Mükafatlarını Cumhurbaşkanı Erdoğan’dan aldılar

Cumhurbaşkanı Erdoğan konuşmasının akabinde Tevfik Alparslan Babaoğlu’na ebru sanatı, Fatma Çiçek Derman tezhip sanatı, Alpay Ekler Karagöz sanatı, Ayten Tiryaki çizgi sanatı, Amir Ateş Mevlit geleneği, Gülbün Mesara tezhip, katı ve minyatür sanatı, Fatma Önkol masal anlatma geleneği, Ali Akbey klasik ahşap oyuncak üretim geleneği, Hasan Tabakoğlu kazaziye ustalığı, Mustafa Sami Onay tahta kaşık imal ustalığında, Hasan Tuluk metal el personelliği geleneği, Hüsamettin Yivlik klasik ahşap oyma sanatı, Sevim Ataner ehram dokuma ustalığı, İbrahim Atıcı semer imal ustalığı, İsmail Araç karatabak dericilik ustalığı, Mehmet Başsav klasik lületaşı ustalığı, Mehmet Orhan Çakıroğlu yemeni imal ustalığı, Mustafa Civelek ıslık lisanı geleneği, Nahya Güzelyurt yorgan imal ustalığı, Salim Yaşar çömlek ustalığı, Tansel Işık ağaç baston üretimi ustalığı alanında ödül verdi.
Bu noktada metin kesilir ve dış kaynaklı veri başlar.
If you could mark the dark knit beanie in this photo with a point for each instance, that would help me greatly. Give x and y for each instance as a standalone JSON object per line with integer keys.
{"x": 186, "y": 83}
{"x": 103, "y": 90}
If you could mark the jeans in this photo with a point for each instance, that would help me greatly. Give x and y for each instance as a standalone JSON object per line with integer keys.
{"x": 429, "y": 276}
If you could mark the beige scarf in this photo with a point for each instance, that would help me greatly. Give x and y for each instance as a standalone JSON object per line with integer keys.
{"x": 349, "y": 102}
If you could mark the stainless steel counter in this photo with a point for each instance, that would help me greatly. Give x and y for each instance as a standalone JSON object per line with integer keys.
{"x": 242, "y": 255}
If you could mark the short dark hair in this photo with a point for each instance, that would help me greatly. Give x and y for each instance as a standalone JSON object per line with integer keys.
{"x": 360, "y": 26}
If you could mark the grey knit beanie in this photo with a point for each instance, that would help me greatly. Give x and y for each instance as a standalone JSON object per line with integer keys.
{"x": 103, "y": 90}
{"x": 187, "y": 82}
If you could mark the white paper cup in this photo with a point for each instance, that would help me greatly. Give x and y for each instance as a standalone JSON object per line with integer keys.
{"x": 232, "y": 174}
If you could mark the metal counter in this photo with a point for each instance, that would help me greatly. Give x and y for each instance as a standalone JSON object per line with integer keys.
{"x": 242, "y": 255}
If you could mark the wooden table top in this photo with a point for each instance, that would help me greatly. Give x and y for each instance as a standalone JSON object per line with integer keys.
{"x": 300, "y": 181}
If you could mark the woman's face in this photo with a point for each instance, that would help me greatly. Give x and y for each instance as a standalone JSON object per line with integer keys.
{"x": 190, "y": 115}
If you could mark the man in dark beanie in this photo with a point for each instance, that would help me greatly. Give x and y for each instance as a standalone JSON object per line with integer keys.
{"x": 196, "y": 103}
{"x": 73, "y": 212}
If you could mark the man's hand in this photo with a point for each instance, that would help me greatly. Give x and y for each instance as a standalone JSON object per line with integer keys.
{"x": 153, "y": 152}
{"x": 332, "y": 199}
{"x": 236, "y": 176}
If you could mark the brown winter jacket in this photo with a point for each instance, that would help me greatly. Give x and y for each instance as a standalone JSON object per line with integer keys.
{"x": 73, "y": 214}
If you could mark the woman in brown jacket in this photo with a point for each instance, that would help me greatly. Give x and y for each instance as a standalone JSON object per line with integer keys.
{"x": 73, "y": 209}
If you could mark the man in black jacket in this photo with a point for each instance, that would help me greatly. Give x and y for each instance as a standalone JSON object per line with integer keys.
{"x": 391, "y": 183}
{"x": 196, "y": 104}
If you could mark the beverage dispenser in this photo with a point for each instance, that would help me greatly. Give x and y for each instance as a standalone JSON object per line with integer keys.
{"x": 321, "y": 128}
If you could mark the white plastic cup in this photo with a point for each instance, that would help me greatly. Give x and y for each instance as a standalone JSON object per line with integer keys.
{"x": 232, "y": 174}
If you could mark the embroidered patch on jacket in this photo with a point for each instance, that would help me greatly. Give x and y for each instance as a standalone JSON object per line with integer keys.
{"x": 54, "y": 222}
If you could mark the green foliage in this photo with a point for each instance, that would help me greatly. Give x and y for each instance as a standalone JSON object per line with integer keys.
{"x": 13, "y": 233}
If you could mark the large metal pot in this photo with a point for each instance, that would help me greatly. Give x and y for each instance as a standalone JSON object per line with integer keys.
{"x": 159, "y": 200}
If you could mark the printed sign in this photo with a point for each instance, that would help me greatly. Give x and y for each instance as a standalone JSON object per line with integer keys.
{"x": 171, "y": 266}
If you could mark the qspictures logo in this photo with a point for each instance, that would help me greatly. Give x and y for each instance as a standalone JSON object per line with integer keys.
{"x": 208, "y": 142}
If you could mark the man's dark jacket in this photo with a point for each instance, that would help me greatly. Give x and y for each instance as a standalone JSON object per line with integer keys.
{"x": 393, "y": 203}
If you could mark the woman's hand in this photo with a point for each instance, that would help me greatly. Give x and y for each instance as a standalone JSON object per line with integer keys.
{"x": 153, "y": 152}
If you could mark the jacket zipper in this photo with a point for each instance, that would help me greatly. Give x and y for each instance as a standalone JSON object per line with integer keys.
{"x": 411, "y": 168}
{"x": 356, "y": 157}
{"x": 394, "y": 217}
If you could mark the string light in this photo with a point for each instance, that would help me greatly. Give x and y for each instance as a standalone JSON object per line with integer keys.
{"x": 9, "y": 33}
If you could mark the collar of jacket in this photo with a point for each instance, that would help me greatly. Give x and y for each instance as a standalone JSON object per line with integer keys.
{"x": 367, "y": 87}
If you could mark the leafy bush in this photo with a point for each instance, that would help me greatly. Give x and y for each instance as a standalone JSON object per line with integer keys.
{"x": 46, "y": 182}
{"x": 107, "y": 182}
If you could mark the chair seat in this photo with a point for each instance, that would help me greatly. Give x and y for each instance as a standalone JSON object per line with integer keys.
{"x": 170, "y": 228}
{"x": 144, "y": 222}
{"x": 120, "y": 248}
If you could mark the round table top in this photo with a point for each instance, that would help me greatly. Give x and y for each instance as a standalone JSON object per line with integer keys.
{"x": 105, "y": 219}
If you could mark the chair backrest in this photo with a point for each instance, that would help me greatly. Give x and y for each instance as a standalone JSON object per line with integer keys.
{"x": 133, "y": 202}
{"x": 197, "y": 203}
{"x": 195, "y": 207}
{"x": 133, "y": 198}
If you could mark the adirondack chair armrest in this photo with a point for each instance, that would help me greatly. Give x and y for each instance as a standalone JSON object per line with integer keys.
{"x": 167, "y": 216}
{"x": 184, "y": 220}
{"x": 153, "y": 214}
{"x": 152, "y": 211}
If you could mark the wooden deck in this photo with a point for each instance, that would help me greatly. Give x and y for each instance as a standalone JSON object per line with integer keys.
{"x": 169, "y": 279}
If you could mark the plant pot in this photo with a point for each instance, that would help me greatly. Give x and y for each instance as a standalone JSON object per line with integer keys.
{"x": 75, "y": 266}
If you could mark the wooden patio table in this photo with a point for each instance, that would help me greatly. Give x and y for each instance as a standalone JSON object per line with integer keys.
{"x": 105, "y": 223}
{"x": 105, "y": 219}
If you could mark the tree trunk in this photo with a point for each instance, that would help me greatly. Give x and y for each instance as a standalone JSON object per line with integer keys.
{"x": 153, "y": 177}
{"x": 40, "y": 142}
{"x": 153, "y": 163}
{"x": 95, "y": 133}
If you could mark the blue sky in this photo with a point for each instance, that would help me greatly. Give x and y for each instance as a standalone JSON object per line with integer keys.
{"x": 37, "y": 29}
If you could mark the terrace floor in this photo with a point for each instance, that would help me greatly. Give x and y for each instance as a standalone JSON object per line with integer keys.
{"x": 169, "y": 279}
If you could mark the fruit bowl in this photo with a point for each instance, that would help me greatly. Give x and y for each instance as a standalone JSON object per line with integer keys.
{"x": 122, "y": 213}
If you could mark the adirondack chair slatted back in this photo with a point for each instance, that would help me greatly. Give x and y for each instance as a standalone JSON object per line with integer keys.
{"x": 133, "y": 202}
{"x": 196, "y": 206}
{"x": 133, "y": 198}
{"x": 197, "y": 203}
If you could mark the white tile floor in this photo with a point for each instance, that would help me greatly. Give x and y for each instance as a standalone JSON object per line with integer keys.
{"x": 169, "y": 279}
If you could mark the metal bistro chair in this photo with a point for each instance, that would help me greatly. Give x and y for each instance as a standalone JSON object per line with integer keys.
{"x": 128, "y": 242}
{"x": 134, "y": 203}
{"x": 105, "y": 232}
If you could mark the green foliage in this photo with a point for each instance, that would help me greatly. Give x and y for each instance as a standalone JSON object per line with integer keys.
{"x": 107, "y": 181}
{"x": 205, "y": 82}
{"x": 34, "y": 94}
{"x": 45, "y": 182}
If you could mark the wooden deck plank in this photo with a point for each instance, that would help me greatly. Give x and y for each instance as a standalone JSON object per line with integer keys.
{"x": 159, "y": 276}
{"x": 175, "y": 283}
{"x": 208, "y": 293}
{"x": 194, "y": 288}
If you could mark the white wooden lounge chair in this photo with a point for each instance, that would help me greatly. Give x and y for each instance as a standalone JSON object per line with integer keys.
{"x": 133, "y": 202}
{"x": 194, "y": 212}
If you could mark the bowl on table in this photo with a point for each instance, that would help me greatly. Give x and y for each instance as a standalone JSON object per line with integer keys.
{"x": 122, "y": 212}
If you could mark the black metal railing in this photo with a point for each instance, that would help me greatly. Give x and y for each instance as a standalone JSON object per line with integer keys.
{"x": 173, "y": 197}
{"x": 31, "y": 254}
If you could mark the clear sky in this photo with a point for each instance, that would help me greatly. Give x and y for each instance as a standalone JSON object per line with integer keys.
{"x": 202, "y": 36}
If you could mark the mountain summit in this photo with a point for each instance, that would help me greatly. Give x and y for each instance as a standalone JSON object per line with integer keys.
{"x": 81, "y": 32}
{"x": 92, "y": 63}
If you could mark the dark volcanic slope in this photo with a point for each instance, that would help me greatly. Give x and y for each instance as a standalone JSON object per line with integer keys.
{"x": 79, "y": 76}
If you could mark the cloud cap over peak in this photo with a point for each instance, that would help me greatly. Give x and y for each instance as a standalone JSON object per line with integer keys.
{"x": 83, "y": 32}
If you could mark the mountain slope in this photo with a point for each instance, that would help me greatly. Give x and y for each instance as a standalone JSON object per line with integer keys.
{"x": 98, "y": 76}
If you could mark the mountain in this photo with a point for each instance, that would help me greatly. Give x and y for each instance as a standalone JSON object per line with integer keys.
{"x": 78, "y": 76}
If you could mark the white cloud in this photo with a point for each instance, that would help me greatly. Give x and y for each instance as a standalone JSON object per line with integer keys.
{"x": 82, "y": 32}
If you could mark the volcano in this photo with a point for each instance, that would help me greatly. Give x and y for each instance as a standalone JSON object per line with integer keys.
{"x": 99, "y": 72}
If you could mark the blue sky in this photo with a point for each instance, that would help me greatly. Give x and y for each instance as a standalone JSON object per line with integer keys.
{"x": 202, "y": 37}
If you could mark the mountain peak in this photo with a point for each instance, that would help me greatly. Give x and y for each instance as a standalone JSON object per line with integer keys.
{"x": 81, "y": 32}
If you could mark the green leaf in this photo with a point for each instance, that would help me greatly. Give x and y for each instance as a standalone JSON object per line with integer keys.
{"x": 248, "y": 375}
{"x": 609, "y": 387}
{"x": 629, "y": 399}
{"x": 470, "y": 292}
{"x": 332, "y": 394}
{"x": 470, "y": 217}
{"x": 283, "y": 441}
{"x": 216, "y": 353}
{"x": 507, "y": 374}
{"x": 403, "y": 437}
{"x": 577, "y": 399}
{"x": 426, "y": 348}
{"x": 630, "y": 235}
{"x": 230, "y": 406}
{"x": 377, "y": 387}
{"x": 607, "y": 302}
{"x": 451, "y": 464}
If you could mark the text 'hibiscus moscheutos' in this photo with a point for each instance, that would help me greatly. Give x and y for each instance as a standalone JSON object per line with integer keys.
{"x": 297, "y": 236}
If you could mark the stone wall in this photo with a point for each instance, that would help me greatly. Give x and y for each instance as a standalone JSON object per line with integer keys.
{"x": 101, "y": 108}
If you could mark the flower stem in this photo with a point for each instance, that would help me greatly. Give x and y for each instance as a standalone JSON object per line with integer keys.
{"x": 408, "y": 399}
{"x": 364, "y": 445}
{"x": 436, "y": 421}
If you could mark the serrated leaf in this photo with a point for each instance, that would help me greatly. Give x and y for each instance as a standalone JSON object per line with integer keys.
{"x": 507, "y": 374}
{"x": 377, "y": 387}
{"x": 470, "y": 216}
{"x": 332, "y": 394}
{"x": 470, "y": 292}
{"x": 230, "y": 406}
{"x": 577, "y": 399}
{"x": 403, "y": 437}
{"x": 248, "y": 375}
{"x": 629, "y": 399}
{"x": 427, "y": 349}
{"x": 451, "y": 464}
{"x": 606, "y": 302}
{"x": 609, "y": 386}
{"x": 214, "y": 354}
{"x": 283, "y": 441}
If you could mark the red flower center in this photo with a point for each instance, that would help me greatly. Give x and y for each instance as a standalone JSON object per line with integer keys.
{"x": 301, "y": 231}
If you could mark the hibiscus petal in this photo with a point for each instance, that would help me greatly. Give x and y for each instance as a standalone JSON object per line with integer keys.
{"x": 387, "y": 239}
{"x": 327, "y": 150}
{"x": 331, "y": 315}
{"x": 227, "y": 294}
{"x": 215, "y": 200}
Ulusal Savunma Bakanlığı Mehteran Birliği ise Mehter geleneğini yaşattığı için mükafata layık görüldü.

Cumhurbaşkanı Erdoğan, ödül için sahneye gelen ahşap oyma sanatı ustası Hüsamettin Yivlik’ten sigarayı bırakma kelamı aldı. Erdoğan Yivlik’in sigara paketini aldıktan daha sonra Yivlik’e armağanını takdim etti.

Islık Lisanı geleneği temsilcisi Mustafa Civelek, Erdoğan’ı ve salondakileri ıslık lisanı ile selamladı. Erdoğan, Giresun’a davet edilmesi üzerine AK Parti Genel Başkanvekili Binali Yıldırım’a seslenerek “Ya sen ya ben planı yapıyoruz” dedi.
Kazaziye ustası Hasan Tabakoğlu ise Cumhurbaşkanı Erdoğan için özel tasarladığı el emeği tespihi Cumhurbaşkanı Erdoğan’a takdim etti. Yorgan ustası Nahya Güzelyurt ise Türk Bayrağı ve Atatürk motifli minyatür yorgan armağan etti.